The Yankees' favorite parlor game is, "Who gets the credit?" Martin and owner George Steinbrenner play it best, but almost all of the Yankees are masters. Thurman Munson, the "team leader," usually makes a list in which his rival, Jackson, makes an appearance somewhere around fifth place.

It's just another way the Yankees make friends. When the team voted for its MVP this week. Graig Nettles won. "I must have the least enemies," laughed Nettles. "Maybe they voted for me out of pity proably thought I was the only who wouldn't vote for himself."

The Royals' "leader" type, third baseman George Brett, characteristically promotes Cowens as the team star, saying. "He should be the league's MVP but he probably won't. Al's black, married and plays in the Midwest. To get famous, you've got to be white, single and play on one of the coasts."

Even the Yank and Royal pitching staffs seem to be made-to-order contrasts. Herzog has been patient with past 20-game winners Paul Splittcoff and Jim Colburn, helping them rediscover themselves after serious slumps. Martin has been impatient and rushed his big names while they were still injured.

The Royals' answer to a simple question is invariably an honest answer. Why did Splittorff come out of Wednesday's game? "Because I didn't have a thing left." said Splittorff."The guys had been laughing at me on the bench. Anybody down on the field knew I prayed my way through the last two innings."
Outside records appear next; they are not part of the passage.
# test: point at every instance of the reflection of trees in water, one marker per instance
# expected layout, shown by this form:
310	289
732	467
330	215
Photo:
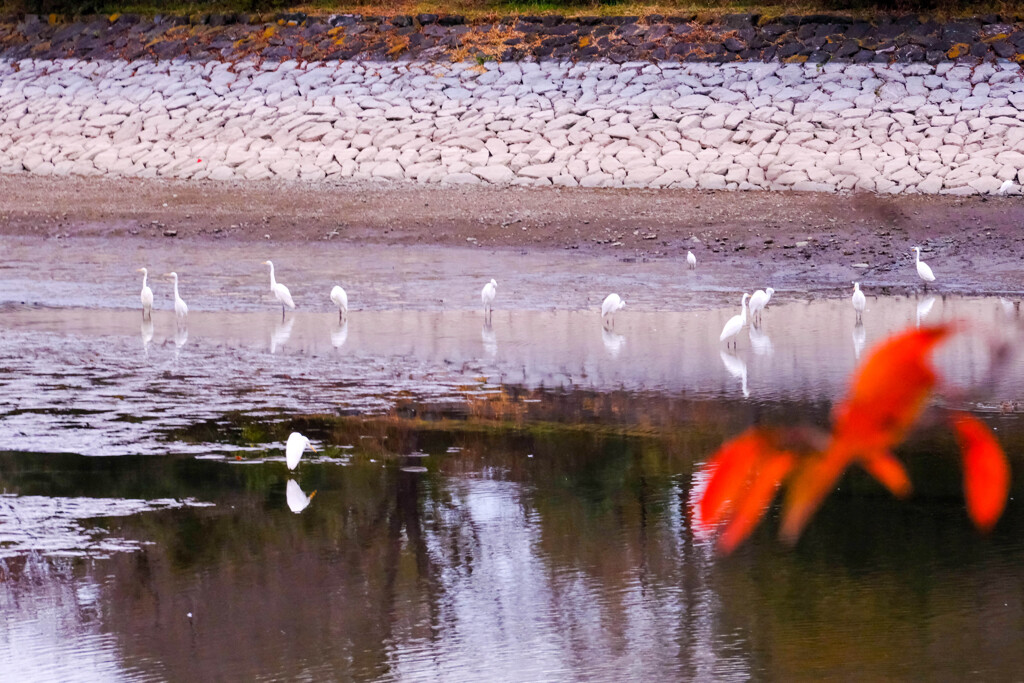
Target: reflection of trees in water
585	547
Don't even inquire about how the Yankees accounted for Don Gullett's quick exit that same afternoon. Ask two yankees - especially if one is Martin and the other a player - if the sun is shining and it's even money they will get their stories crossed.

Over the course of a six-month season, the Yankees may be a more delightful team. Their overtones of 20th-century abnormality offer a kaleidescope of minidramas. Their players have brought the complex nextis of fame, talent and melancholy to the locker room.

The Royals, however, are perfect over the short run of a playoff. Togetherness, candor, backslapping, hustle - the invigorating Royals have it.